I bought a really small 8x8 LED panel a while ago because I have a problem. I just can’t resist a nice WS2812 LED panel, much like I can’t resist an e-ink display. These days I manage to stay sober, but once in a while I’ll see a nice cheap LED panel and fall off the wagon. It has now been thirteen minutes that I have gone without buying LED panels, and this is my story.
My story
This isn’t really going to be super interesting, but there are some good lessons, so I thought I’d write it up anyway. On the right you can see the LED panel I used, it’s a bare PCB with a bunch of WS2812 (Neopixel) addressable LEDs soldered onto it. It was the perfect excuse for trying out WLED, which I’ve wanted to take a look at for ages, and which turned out to be absolutely fantastic.

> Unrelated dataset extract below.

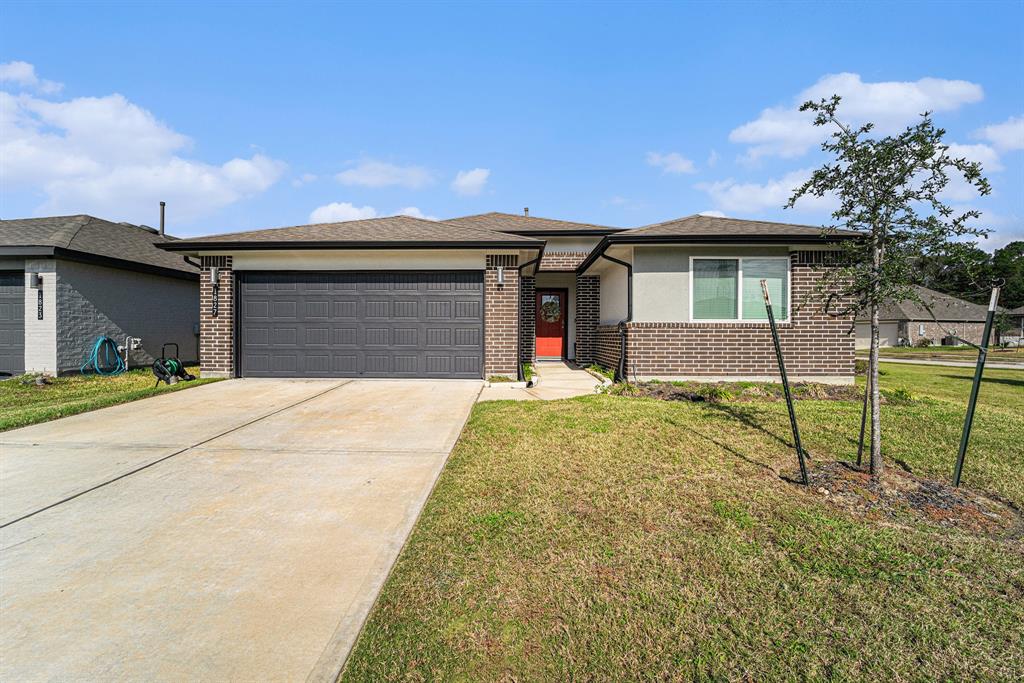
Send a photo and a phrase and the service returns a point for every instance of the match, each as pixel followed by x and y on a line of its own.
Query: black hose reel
pixel 170 370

As with every light-based project, one of the big issues is proper diffusion. You don’t want your LEDs to show up as the points of light they are, we really like nice, big, diffuse lights, so you need a way to do that. My idea was to print a two-layer white square out of PLA (which would be translucent enough to show the light, but not so translucent that you could see the LEDs behind it. I also printed a box for the square to go in front of:
I printed the diffuser (the white square) first, held it over the LED panel and increased or decreased the distance of the square from the LEDs until the LEDs didn’t look like points, but the colors also didn’t blend into the neighboring squares’ colors. This turned out to be around 10mm, so that’s how thick I made the box.
The eagle-eyed among you may want to seek medical assistance, but if you have normal human eyes, you may have noticed that there’s nowhere in the box for the microcontroller to go, and you would be correct. For this build, I decided to use an ESP8266 (specifically, a WeMos dev board), but I didn’t want to make the whole box chunky just to fit a small microcontroller in there, so I did the next best thing:
I designed a hole in the back of the box for the cables that connect to the LED panel, and I glued the ESP8266 to the back of the box. YOLO.
Look, it works great, ok? The cables are nice and shortish, even though they go to the entirely wrong side of the thing, the USB connector is at a very weird place, and the ESP8266 is exposed to the elements and the evil eye. It’s perfect.
Here’s the top side, with the diffuser:
And here’s the whole mini tiny cute little panel showing some patterns from WLED (did I mention it’s excellent? It is).
Epilogue
That’s it! I learned a few things and made a cute box of lights. I encourage you to make your own, it’s extremely fun and mesmerizing and I love it and gave it to a friend because I never used it and it just took up space and then made a massive 32x32 version that I also never use and hung it on my wall.